Banjir bandang menyebabkan kerusakan besar di seluruh Rapid City dan kaki bukit timur Black Hills.
Ribuan penduduk terluka dan angka korban tewas telah mencapai 238 orang.
Sapuan air merusak 1.335 rumah dan 5.000 mobil disebut hancur bersama dengan 15 dari 23 jembatan yang berada di sepanjang Rapid Creek.
Seorang pengamat cuaca dari WCCO, Janice Thompson, yang saat ini tinggal di Pine Island, Minnesota, sedang berada di dekat Rapid Creek saat banjir bandang terjadi.
Ia memperlihatkan foto yang menangkap bagaimana rumahnya hancur karena bencana tersebut.
Besar Kerugian Capai Rp2,4 Triliun
Thompson membagikan beberapa informasi tentang apa yang dialaminya hari itu.
Ia tinggal di sebelah Rapid Creek, “Sekitar pukul 11 malam, badai petir terus berlanjut dan air naik sangat cepat,” ucapnya.

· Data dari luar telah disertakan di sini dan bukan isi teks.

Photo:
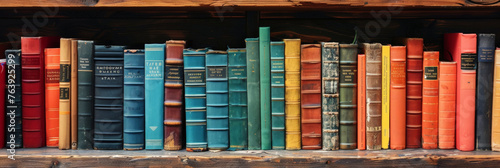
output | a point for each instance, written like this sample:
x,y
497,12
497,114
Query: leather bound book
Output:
x,y
52,96
398,98
238,124
348,95
154,99
195,99
330,94
292,94
430,100
85,133
484,90
133,99
108,118
462,48
373,95
414,55
33,90
311,95
447,95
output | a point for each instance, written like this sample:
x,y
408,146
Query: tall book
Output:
x,y
414,55
52,96
462,48
278,94
484,90
195,99
133,99
108,107
292,94
253,97
174,96
154,99
310,60
447,95
238,115
330,95
85,133
398,98
373,95
348,95
33,90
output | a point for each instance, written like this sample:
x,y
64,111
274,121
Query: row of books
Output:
x,y
72,94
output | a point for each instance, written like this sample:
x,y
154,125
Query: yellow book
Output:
x,y
386,87
292,94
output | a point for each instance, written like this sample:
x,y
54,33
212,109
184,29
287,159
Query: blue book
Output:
x,y
195,99
154,71
133,100
217,100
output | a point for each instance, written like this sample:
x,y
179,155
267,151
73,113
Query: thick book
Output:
x,y
348,59
398,98
133,99
85,112
195,99
462,48
373,81
238,115
447,96
330,95
292,94
173,111
278,94
108,107
52,96
33,90
430,100
154,99
310,90
253,96
484,90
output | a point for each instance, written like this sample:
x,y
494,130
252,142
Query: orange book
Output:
x,y
52,96
430,106
398,98
361,102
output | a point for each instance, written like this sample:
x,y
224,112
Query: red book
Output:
x,y
33,88
462,48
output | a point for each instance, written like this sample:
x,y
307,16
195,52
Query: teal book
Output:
x,y
265,86
278,94
237,71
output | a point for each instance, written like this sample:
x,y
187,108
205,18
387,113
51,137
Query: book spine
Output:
x,y
330,94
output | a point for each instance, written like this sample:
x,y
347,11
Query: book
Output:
x,y
133,99
397,98
462,48
33,90
253,96
373,93
238,115
348,95
447,95
195,99
278,94
430,100
85,133
108,107
174,100
484,90
51,96
154,78
310,90
330,95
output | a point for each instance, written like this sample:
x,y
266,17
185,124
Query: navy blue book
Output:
x,y
108,102
133,100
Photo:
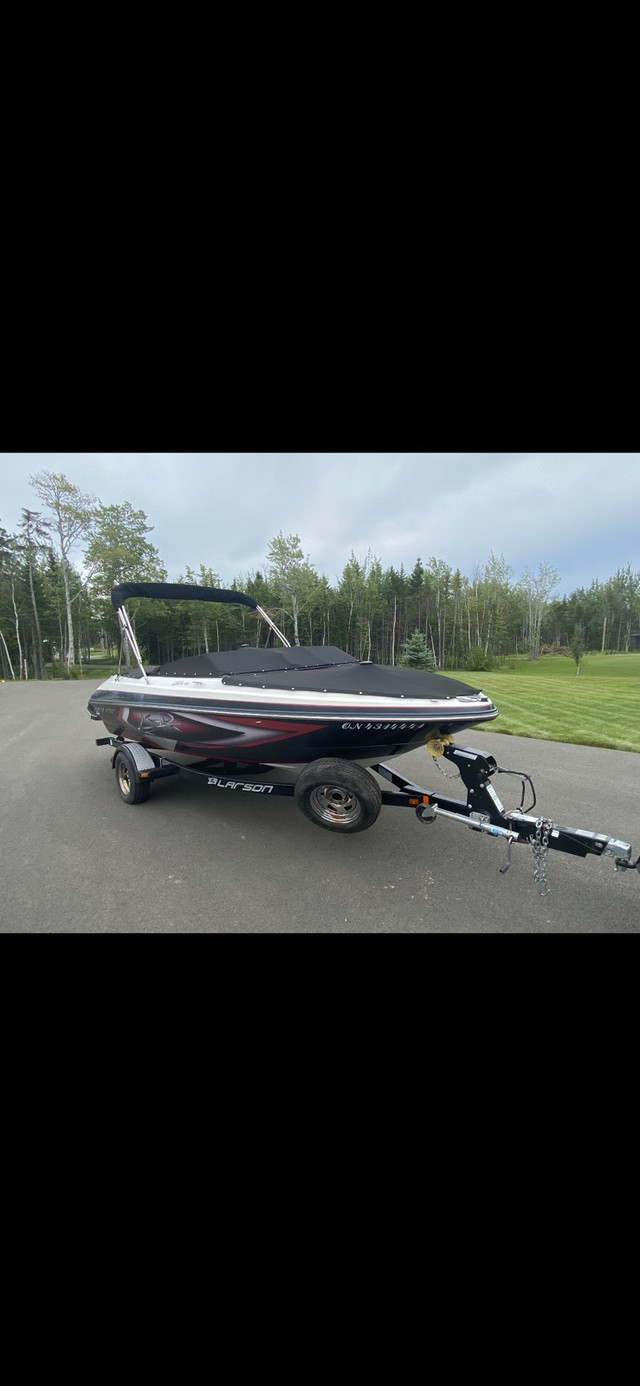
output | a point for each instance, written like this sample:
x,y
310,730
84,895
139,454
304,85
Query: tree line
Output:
x,y
57,571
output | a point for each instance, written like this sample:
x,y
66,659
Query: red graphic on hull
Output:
x,y
178,732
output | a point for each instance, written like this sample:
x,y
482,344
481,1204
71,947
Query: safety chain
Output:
x,y
540,846
437,761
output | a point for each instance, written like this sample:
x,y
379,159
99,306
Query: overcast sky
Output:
x,y
579,512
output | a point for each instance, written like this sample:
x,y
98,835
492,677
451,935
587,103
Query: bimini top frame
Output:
x,y
178,592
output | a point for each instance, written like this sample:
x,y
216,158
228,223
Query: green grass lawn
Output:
x,y
546,699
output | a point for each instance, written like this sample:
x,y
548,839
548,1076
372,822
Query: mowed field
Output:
x,y
546,699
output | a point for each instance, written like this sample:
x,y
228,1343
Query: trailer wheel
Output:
x,y
338,796
130,787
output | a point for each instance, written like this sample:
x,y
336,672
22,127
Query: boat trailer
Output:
x,y
344,797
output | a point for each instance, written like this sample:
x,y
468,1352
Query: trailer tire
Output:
x,y
338,796
130,786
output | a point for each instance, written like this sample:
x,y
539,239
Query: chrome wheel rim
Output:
x,y
123,781
334,804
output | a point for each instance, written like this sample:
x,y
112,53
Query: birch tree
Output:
x,y
72,517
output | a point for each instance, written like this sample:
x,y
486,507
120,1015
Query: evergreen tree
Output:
x,y
416,656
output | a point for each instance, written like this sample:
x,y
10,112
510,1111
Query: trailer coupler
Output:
x,y
485,812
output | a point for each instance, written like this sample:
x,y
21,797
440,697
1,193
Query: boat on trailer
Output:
x,y
245,720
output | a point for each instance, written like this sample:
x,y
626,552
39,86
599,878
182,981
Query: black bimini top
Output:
x,y
320,668
176,592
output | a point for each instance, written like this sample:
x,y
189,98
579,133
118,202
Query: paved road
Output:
x,y
193,860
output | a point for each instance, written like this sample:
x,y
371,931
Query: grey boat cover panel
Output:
x,y
250,660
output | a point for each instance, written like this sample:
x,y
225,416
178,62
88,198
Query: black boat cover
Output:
x,y
251,660
371,679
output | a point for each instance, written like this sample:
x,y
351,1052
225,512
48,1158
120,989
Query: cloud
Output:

“Saya membawa anjing saya, Heidi, dan melaju ke tempat yang lebih tinggi dengan Mustang kami.”
Thompson yang segera bertindak pada saat itu akhirnya berhasil menyelamatkan diri, “Saya berhasil mendapatkan ke tempat yang lebih tinggi dan bermalam di rumah seorang teman.”
Keesokan harinya ia mendapati rumah trailer mereka ditemukan lima blok di jalan, dengan lubang besar di sampingnya.
Kerusakan dan kerugian yang terjadi membuatnya peristiwa banjir bandang paling mematikan di AS.
Kerusakannya pun disebut menjadi yang paling mahal pada saat itu, mencapai 165 juta dolar, setara 2,4 triliun rupiah.
Hingga saat ini, para korban masih mengenang kejadian tersebut, banyak hal yang tidak dapat mereka lupakan.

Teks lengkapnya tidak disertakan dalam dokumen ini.